Informative Feedback Generation: By isolating infeasible logic, the system enables the LLM to provide detailed, reasoned feedback to humans, enhancing situational awareness and trust.
Computational Efficiency: The decomposition strategy significantly reduces the computational burden of Mixed-Integer Linear Programming (MILP) planning by breaking down complex constraints into parallelizable, simpler sub-problems.

4. Experimental Results

The framework was validated using numerical simulations and real-world experiments with a Crazyflie nano-quadrotor.

Scenario 1 (Feasibility Filtering):
- Setup: A mission required a "school bus" to reach a goal, but the school zone was closed during the mission time.
- Result: Three different LLMs (ChatGPT-4o, Claude 3.7, Llama 4) all incorrectly deemed the mission feasible. The proposed SFF correctly identified the mission as infeasible due to the temporal constraint, preventing a failed execution.
Scenario 2 (Feedback Generation):
- Setup: An intentionally modified STL contained a physically impossible constraint (entering a region while avoiding a goal).
- Result: The SFF identified the specific infeasible subformula. The LLM used this to generate a precise explanation for the human, rather than a generic error message.
Scenario 3 (Decomposition Efficiency):
- Setup: Comparing mission planning times for original STL vs. decomposed STL (Levels 0, 1, and 2).
- Result: Decomposition reduced the average computation time for MILP planning by approximately 50% (from ~54s to ~25s) while maintaining trajectory validity. Level 0 decomposition was exact, while Levels 1 and 2 were conservative but still effective.

5. Significance

This paper addresses a critical gap in the deployment of AI-driven autonomous systems: the reliability of natural language interfaces.
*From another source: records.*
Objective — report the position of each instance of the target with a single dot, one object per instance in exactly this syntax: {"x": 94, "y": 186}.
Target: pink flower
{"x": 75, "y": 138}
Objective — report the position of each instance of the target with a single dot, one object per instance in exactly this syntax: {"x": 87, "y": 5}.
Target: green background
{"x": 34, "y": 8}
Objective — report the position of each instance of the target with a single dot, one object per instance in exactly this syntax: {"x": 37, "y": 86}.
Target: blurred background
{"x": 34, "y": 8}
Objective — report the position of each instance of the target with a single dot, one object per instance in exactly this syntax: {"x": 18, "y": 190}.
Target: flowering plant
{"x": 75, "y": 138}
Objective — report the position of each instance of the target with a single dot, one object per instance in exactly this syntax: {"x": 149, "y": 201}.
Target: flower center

Safety: It prevents the execution of impossible or unsafe missions by catching logical errors in LLM outputs before they reach the controller.
Human-in-the-Loop: It transforms the interaction from a "black box" failure into a collaborative dialogue, where the system explains its limitations to the human.
Scalability: The decomposition approach makes formal verification computationally tractable for complex, real-time mission planning tasks.

The proposed framework represents a significant step toward robust, safe, and communicative Human-Autonomy Teaming in dynamic environments.